Zostałem ojcem, mam córkę. Kiedyś dzieci były mi obojętne, małe różowe, je, śpi, sra i płacze. Na ręce nie chciałem brać bo po co? Teraz jakoś mi się pozmieniało o 180 stopni, nie widzę świata poza małą, chyba dotknęło mnie takie prawdziwe #ojcostwo kilka osób mi kiedyś opowiadało że tak mieli, ale nie rozumiałem tego. Teraz rozumiem ten stan, wspaniałe uczucie, polecam.
#dzieci #wygryw #chwalesie
  • 13
@tonek88: ja mam 22 miesięcznego syna i jest totalnie oczkiem w głowie.
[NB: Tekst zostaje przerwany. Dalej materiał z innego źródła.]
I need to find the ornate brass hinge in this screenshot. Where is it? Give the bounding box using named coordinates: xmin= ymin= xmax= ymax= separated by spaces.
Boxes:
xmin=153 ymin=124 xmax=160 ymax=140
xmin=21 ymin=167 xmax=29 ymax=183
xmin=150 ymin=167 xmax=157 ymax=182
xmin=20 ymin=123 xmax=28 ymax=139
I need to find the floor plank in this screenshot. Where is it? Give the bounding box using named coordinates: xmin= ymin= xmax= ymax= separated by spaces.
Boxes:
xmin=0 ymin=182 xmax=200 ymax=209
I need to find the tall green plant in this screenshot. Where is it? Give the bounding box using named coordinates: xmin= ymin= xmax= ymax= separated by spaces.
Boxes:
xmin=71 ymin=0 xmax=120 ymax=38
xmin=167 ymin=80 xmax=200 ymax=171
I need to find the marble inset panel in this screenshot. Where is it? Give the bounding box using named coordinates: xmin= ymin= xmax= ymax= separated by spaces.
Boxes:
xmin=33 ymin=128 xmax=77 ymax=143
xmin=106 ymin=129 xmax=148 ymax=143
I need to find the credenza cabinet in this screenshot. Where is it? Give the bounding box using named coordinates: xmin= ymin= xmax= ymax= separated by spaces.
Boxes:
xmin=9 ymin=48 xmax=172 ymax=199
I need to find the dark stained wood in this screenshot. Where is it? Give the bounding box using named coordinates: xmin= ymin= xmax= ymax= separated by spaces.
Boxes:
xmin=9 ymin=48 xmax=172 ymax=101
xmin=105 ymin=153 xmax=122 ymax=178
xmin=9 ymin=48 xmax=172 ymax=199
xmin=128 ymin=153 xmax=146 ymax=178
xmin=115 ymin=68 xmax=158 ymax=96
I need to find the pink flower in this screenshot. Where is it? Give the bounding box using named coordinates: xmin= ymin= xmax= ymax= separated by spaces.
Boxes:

Na start tak spoko, mam syna ale jak zaczął się uśmiechać, reagować na mnie, jakaś interakcja zaczęła następować - totalnie odleciałem. Teraz jedziemy autem i mi każe trzymać ręce na kierownicy obie, mówi, że kocha, śpiewa ogórka na swój sposób a ja się tym wszystkim mega jaram.
@Jonn: chemia to może u kobiet, które od razu po porodzie
@Bazarnia: nie zajebiste a świadczy o rozwoju. I to cieszy, nie chwalę się na prawo i lewo "bombelkiem", w wątku o dziecku odpisałem OPowi a nie tobie więc co mi tu wyjeżdżasz z ryjem brudnym od kaszki?
@kruszon_: wyjaśnię - dla dziecka w tym wieku każdy miesiąc to mega postęp, dlatego też podajesz wiek w miesiącach. U lekarza - w miesiącach. Jak będzie miał lat 3+ to podam w latach.
Czyli cokolwiek by nie zrobiło, to jest zajebiste.


@Bazarnia: @koters:

ale tak jest. Bo ja pamiętam, jak syn się urodził i był pomarszczonym robaczkiem, który ruszał kończynami, jadł i płakał, i dlatego zaskakuje, gdy zaczyna mieć swoją własną wolę, gada, odkrywa świat i próbuje robić rzeczy na własną rekę.
Ja się jarałam jak (wtedy) mój dwuletni syn szedł ze mną do kawiarni (mieszkamy w Londku) i mówił:
Hello, one babyccino,
@Bazarnia: Ale tak jest, bo takie proste rzeczy cieszą człowieka i to nie ma być śmieszne, dla mnie tak wygląda radość. No i trochę teraz rozumiem to pieluszkowe zapalenie mózgu.